Israeli Scientists Find Way to Prevent Melanoma Metastasis to the Brain

A group of researchers from the medical school at Tel Aviv University discovered the mechanism by which melanoma cells – the most dangerous type of skin cancer – infiltrate the brain, forming metastases. In an experiment on mice, they managed to block this mechanism, halting the process of cancer spreading to the brain. This discovery could be an important step towards conquering this deadly disease.
Melanoma is the deadliest form of skin cancer. Its insidiousness lies in its ability to grow actively and metastasize to the brain. Such metastases are virtually untreatable, making the prognosis for individuals with advanced melanoma extremely unfavorable. The average survival in such cases rarely exceeds six months.
“Just a few years ago, patients with advanced melanoma died from metastases in other parts of the body – the tumour foci in the brain simply did not have time to form in sufficient volume to cause a fatal outcome,” explains the lead author of the study. “But the possibilities of oncology are constantly expanding, thanks to new treatment methods, patients with melanoma skin cancer are living longer, which is why doctors are increasingly diagnosing metastases in the brain. In such conditions, one of the top priorities for cancer researchers is to understand the mechanism of melanoma spread to the brain.”
To address this task, Israeli specialists conducted an experiment involving laboratory rodents infected with melanoma. After waiting for the cancer cells to spread into the brain tissue, they began to study the characteristics of their interaction. As a result, the scientists found that melanoma cells enter the brain by deception. The main barrier for them is the blood-brain barrier. This is a kind of filter that prevents dangerous microorganisms and substances circulating in the blood from penetrating the central nervous system.
However, this barrier has gates through which nutrients enter the brain from the arterial circulation.

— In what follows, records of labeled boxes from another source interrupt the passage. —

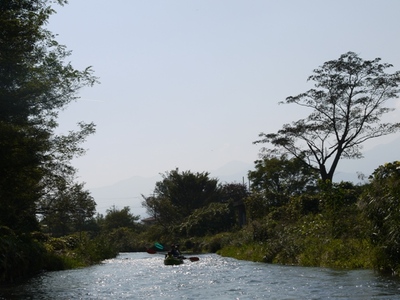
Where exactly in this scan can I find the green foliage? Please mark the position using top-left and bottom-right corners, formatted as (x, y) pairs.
(180, 203), (236, 236)
(142, 169), (221, 231)
(100, 205), (139, 231)
(0, 227), (46, 282)
(41, 184), (96, 236)
(0, 0), (96, 232)
(255, 52), (400, 181)
(359, 161), (400, 273)
(249, 155), (318, 206)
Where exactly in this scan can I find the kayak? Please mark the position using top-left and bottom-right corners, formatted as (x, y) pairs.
(164, 257), (183, 266)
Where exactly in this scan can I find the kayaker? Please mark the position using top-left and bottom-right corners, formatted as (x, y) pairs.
(174, 244), (186, 259)
(171, 244), (180, 257)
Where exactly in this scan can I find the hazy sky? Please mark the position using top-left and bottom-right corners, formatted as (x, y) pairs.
(49, 0), (400, 188)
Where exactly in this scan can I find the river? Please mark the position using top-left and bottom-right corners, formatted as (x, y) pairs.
(0, 253), (400, 300)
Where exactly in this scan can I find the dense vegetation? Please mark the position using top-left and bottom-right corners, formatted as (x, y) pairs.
(0, 0), (400, 282)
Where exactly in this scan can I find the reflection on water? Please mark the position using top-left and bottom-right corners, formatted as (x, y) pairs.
(0, 253), (400, 300)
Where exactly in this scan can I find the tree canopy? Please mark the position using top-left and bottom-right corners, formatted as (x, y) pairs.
(143, 169), (220, 226)
(255, 52), (400, 181)
(0, 0), (96, 231)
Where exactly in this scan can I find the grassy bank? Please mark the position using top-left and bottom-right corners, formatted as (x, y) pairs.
(0, 227), (118, 282)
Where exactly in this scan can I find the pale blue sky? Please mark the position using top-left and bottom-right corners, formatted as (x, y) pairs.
(49, 0), (400, 188)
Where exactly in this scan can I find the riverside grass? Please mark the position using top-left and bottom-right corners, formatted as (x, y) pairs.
(217, 239), (376, 269)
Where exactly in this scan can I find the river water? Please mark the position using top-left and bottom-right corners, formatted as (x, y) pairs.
(0, 253), (400, 300)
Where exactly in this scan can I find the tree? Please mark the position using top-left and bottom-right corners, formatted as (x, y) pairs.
(142, 169), (220, 227)
(102, 205), (139, 231)
(255, 52), (400, 181)
(358, 161), (400, 273)
(0, 0), (96, 231)
(41, 183), (96, 236)
(249, 155), (317, 206)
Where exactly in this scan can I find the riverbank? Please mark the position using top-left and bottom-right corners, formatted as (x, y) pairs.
(0, 227), (118, 283)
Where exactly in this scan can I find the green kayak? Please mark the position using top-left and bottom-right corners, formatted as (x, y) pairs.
(164, 257), (183, 266)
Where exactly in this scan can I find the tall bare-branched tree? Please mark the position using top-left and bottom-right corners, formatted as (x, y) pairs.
(254, 52), (400, 181)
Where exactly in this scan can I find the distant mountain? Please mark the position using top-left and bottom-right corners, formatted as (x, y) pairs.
(89, 161), (252, 218)
(89, 138), (400, 218)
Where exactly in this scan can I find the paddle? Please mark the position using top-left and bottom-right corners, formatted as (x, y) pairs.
(147, 243), (200, 261)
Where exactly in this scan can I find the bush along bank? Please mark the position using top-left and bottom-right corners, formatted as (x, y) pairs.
(0, 227), (118, 283)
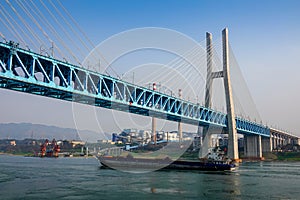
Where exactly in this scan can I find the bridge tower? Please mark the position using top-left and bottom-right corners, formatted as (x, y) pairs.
(201, 28), (239, 161)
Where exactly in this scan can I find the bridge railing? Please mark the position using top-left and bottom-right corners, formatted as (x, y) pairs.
(0, 42), (270, 136)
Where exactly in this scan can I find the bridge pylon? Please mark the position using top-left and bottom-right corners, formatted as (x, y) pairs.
(199, 28), (239, 161)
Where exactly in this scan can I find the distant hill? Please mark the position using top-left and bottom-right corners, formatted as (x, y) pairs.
(0, 123), (111, 142)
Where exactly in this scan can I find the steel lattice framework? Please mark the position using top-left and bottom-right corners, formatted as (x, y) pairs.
(0, 42), (270, 137)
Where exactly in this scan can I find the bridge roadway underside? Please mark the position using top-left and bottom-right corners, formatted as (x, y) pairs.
(0, 78), (211, 126)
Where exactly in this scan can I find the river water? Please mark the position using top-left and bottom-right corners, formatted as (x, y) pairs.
(0, 155), (300, 200)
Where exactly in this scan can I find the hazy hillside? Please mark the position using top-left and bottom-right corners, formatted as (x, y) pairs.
(0, 123), (110, 142)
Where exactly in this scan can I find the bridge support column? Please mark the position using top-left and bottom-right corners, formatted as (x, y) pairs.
(244, 135), (262, 159)
(261, 137), (272, 154)
(152, 83), (157, 144)
(178, 89), (182, 143)
(198, 32), (213, 158)
(222, 28), (239, 161)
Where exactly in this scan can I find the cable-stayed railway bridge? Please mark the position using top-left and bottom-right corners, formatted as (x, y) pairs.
(0, 29), (299, 159)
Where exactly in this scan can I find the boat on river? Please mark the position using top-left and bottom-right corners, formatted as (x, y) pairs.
(96, 148), (235, 171)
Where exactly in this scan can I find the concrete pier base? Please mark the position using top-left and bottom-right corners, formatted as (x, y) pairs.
(261, 137), (273, 156)
(244, 135), (263, 160)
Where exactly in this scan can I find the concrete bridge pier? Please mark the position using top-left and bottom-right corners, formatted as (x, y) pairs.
(261, 137), (273, 155)
(244, 135), (262, 159)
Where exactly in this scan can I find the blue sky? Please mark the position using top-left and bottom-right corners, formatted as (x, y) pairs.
(0, 0), (300, 135)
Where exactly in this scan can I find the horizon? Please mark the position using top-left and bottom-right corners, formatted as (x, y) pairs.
(0, 0), (300, 136)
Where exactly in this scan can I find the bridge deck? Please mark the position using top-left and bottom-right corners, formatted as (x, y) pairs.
(0, 43), (270, 137)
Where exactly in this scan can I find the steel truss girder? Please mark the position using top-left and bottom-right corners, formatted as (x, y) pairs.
(0, 43), (270, 137)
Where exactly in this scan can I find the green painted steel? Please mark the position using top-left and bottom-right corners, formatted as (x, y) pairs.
(0, 42), (270, 137)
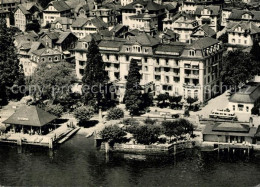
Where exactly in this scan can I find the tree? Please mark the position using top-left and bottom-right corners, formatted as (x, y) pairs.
(124, 59), (142, 115)
(222, 50), (255, 88)
(74, 106), (94, 125)
(133, 125), (162, 145)
(82, 39), (108, 107)
(218, 32), (228, 43)
(30, 62), (76, 103)
(186, 97), (198, 107)
(0, 18), (25, 105)
(44, 104), (63, 117)
(25, 21), (41, 33)
(157, 94), (169, 107)
(107, 108), (124, 120)
(250, 40), (260, 75)
(100, 125), (126, 143)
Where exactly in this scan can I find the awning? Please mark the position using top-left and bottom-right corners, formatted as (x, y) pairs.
(3, 106), (57, 127)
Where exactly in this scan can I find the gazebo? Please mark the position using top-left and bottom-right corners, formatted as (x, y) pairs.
(3, 106), (57, 134)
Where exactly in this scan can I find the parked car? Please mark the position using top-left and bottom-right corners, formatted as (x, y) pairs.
(209, 109), (237, 120)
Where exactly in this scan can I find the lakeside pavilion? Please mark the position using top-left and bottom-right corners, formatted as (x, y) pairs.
(3, 106), (58, 135)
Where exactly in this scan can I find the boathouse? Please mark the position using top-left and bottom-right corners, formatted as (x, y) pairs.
(202, 122), (257, 144)
(3, 106), (57, 135)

Special cells called astrocytes guard these gates, and their role is to protect the brain and maintain its functions. When they detect any damage to brain tissue, they begin to actively release inflammatory factors, attracting immune cells.
The protein CXCL10 acts as one of these factors, and receptors for it are found on the membranes of immune system cells. By binding to it, they receive a signal to urgently move towards the brain. When they reach their destination, astrocytes open the gates of the blood-brain barrier for them.
A Wolf in Sheep's Clothing
The scientists at Tel Aviv University found that melanoma cells use the same mechanism. They convince astrocytes of the presence of an inflammatory process in brain tissue, causing them to send the corresponding signal to the immune system. The “gate” of the protective barrier opens, but instead of immune cells, a stream of melanoma cells heads through. The latter, as the researchers established, just like the body's protective cells, have receptors for the protein CXCL10 on their surface, allowing them to easily disguise themselves as such, opening a path to the brain.
“The blood-brain barrier is not actually impenetrable,” explains one of the authors of the study. “Its gates open when presented with a special pass. It can be said that by pretending to be immune cells, melanoma uses someone else's pass to deceive its way into the brain.” The scientists also found that skin cancer cells begin to interact with astrocytes even at the early stages of the disease, before it spreads throughout the body.
On the Brink of New Treatment
Understanding the mechanism gives researchers the ability to control it. Thus, having learned the way melanoma cells use to penetrate the brain, they conducted another experiment. Using genetic engineering, they suppressed the production of the receptor for the protein CXCL10 present on the membrane surface of cancer cells, thereby depriving them of the ability to capture signals from astrocytes and respond to them.
As a result, in mice that were implanted with the modified melanoma cells with the inhibited receptor, the number of metastases in the brain was almost halved compared to their counterparts that were transplanted with ordinary, unmodified cancer cells. “The process of metastasizing to the brain has significantly slowed down,” noted the Israeli scientists.
After the study on rodents, the authors repeated it on humans. They studied the same processes in samples of tumour tissue removed from the brains of patients with advanced melanoma. It turned out that in humans, astrocytes produce the same inflammatory factors, and the tumour cells have identical receptors for them. “This means that the discovered link between the protein CXCL10 and its receptor could serve as a potential therapeutic target for preventing the metastasis of melanoma tumours from the skin to the brain,” the scientists assert.